2009-08-03 183 views
1

我想寫一個簡單的函數來關閉使用PHP preg_replace丟失的HTML標記。幫助PHP正則表達式使用背後的負面看

我認爲這將是相對直接的,但由於某種原因,它沒有。

什麼基本上,我試圖做的是密切以下行中缺少標籤:

<tr> 
<th class="ProfileIndent0"> 
<p>Global pharmaceuticals</p> 
<td>197.2</td> 
<td>94</td> 
</tr> 

我一直在服用的方法是使用一個負的外觀後面找到打開是TD標籤而不是在打開的th標籤和正確關閉的th標籤之前。

例如:

$text = preg_replace('!<th(\s\S*){0,1}?>(.*)((?<!<\/th>)[\s]*<td>)!U','<th$1>$2</th>',$text); 

我寫的正則表達式模式無數不同的方法都無濟於事。問題在於,我似乎無法完全匹配前一個缺失/前一個開放td,而是似乎與幾個開放td標籤匹配。

下面是完整的輸入文本:

<CO_TEXT text_type_id="6"> 
     <TEXT_DATA><![CDATA[<table class="ProfileChart"> <tr> <th class="TableHead" colspan="21">2008 Sales</th> </tr> 

<tr> <th class="ProfileIndent0"></th> <th class="ProfileHead">$ mil.</th> <th class="ProfileHead">% of total</th> </tr> 

<tr> <th class="ProfileIndent0"> <p>Global pharmaceuticals</p> <td>197.2</td> <td>94</td> </tr> 

<tr> <th class="ProfileIndent0">Impax pharmaceuticals</th> <td>12.9</td> <td>6</td> </tr> 

<tr> <th class="ProfileTotal">Total</th> <td class="ProfileDataTotal">210.1</td> <td class="ProfileDataTotal">100</td> </tr> </table><h3>Selected Generic Products</h3><ul class="prodoplist"><li>Anagrelide hydrochloride (generic Agrylin, thrombocytosis)</li><li>Bupropion hydr ochloride (generic Wellbutrin SR, depression)</li><li>Colestipol hydrochloride (generic Colestid, high cholesterol)</li><li>Dantrolene sodium (generic Dantrium, spasticity)</li><li>Metformin Hcl (generic Glucophage XR, diabetes)</li><li>Nadolol/Bendroflumethiazide (generic Corzide, hypertension)</li 
><li>Oxybutynin chloride (generic Ditropan XL, urinary incontinence, with Teva)</li><li>Oxycodone hydrochloride (generic OxyContin controlled release, pain)</li><li>Pilocarpine hydrochlorine (generic Salagen, dry mouth caused by radiation therapy)</li></ul>]]></TEXT_DATA> </CO_TEXT> 

有什麼用PHP負面看屁股,我是不知道的,或有我只是打不上合適的匹配模式怎麼回事?

任何幫助將不勝感激。

感謝, 約翰

+0

嗨! (對不起,這不是一個安慰;只是一個想法;也許它會幫助你認爲可能有其他方法來做到這一點)看看你的正則表達式,只有一件事情發生在我腦海裏:正則表達式可能不是「正確的工具「,你正在嘗試做什麼......這已經是一個很難閱讀的正則表達式,我不認爲它必須變得能夠處理任何種類的混淆僞-HTML可能會餵它... – 2009-08-03 22:44:52

+0

Pascal,是的 - 我知道你在說什麼。在過去的幾天裏,我的頭撞牆後,我認爲有更好的方法來解決這個問題。特別是,在源頭捕捉不良HTML - 而不是顯示結束。 – John 2009-08-04 14:59:28

回答

0

的問題是,我似乎無法匹配僅在一個開放的TD與丟失</th>前述它 - 而是它似乎匹配在幾個打開的TD標籤。

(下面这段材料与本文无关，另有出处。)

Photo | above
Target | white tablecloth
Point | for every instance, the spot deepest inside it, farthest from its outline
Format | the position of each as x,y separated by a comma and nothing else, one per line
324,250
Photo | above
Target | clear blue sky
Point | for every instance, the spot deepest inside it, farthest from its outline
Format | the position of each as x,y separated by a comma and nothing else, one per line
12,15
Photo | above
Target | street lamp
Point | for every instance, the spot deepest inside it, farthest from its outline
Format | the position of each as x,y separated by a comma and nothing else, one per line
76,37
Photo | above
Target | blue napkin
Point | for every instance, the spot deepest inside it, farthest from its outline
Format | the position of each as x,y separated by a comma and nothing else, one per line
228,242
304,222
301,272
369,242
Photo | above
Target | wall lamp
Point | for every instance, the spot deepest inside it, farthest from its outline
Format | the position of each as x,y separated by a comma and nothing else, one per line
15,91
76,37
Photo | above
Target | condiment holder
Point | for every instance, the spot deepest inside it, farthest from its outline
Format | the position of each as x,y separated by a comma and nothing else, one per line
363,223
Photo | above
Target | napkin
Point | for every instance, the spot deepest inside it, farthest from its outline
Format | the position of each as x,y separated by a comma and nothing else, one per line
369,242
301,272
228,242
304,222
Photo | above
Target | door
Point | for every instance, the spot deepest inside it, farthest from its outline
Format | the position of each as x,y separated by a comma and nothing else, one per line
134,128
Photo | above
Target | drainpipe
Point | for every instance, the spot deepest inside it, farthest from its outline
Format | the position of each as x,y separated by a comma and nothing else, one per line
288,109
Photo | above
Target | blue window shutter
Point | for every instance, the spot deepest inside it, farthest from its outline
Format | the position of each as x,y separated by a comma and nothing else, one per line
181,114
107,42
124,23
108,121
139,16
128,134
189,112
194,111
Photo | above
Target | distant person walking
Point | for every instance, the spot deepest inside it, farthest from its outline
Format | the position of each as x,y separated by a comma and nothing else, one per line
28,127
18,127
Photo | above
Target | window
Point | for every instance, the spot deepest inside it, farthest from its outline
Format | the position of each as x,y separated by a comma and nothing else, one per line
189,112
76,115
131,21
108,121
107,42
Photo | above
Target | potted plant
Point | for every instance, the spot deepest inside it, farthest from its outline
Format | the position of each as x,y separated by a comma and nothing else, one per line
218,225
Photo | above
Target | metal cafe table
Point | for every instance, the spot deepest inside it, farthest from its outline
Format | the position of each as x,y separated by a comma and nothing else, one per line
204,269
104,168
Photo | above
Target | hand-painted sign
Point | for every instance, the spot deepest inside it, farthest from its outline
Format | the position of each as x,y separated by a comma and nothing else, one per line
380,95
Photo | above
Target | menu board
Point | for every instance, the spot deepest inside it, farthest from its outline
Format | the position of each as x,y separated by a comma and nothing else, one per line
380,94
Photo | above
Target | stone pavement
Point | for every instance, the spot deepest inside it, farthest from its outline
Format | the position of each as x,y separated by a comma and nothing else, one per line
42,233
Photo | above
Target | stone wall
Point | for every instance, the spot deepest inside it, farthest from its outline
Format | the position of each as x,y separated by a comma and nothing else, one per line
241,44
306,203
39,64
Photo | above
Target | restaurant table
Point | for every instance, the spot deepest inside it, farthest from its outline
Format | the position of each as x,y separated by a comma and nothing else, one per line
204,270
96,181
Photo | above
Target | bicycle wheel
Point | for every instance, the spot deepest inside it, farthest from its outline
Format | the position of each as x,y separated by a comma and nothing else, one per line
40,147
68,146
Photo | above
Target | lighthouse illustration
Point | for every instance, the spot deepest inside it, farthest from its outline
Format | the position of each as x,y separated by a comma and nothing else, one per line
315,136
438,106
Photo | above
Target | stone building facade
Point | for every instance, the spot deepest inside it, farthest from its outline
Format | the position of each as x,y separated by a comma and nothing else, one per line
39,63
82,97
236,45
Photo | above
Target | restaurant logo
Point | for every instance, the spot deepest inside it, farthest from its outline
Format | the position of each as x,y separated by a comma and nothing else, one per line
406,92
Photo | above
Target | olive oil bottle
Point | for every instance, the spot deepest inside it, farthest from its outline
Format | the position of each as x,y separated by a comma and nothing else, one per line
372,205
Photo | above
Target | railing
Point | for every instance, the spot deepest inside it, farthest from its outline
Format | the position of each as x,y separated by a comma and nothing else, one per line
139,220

聽起來像是你想要的「非貪婪」或「懶」匹配表達式。使用'*?''+?'而不是'*''+',它會抓取儘可能少的字符以獲得匹配,而不是儘可能多。

+0

謝謝Alan。我嘗試添加一個?在適當的地方,但它似乎沒有什麼區別。 – John 2009-08-04 14:43:19

3

寫我對你的問題的評論,我在想「有definitly必須是另一種解決方案,不涉及某種形式的正則表達式,將成爲不可能維持」 ......

也許我已經找到一種方式;看看

的第一個狀態的手動(引用):

不像加載XML,HTML沒有 是良好的加載。

,第二個的手冊說:

創建從DOM 表示的HTML文檔。


嘗試那些你所提供的非有效-HTML字符串給出了這樣的例子:

$str = <<<STRING 
<tr> 
<th class="ProfileIndent0"> 
<p>Global pharmaceuticals</p> 
<td>197.2</td> 
<td>94</td> 
</tr> 
STRING; 

$doc = new DOMDocument(); 
$doc->loadHTML($str); 
echo $doc->saveHTML(); 

而且,在運行時,它(在命令行,以避免逃避任何麻煩HTML得到它正常顯示),我得到:

$ php ./temp.php 
<!DOCTYPE html PUBLIC "-//W3C//DTD HTML 4.0 Transitional//EN" "http://www.w3.org/TR/REC-html40/loose.dtd"> 
<html><body><tr> 
<th class="ProfileIndent0"> 
<p>Global pharmaceuticals</p> 
</th> 
<td>197.2</td> 
<td>94</td> 
</tr></body></html> 

其中,重新格式化,使:

<!DOCTYPE html PUBLIC "-//W3C//DTD HTML 4.0 Transitional//EN" 
    "http://www.w3.org/TR/REC-html40/loose.dtd"> 
<html> 
    <body> 
     <tr> 
      <th class="ProfileIndent0"> 
       <p>Global pharmaceuticals</p> 
      </th> 
      <td>197.2</td> 
      <td>94</td> 
     </tr> 
    </body> 
</html> 

還不完善,我承認(它沒有添加任何<table>標籤,例如),但是,至少,標籤現在已關閉的應...

有可能是DOCTYPE<html>標籤存在一些問題;你可能不希望那些在... somecomments看看手冊頁下:他們可能會幫助你;-)



編輯多一點思考後:

你「完整」示例會生成一些警告;也許你可以整理你的「HTML」喂加時賽loadHTML之前有點...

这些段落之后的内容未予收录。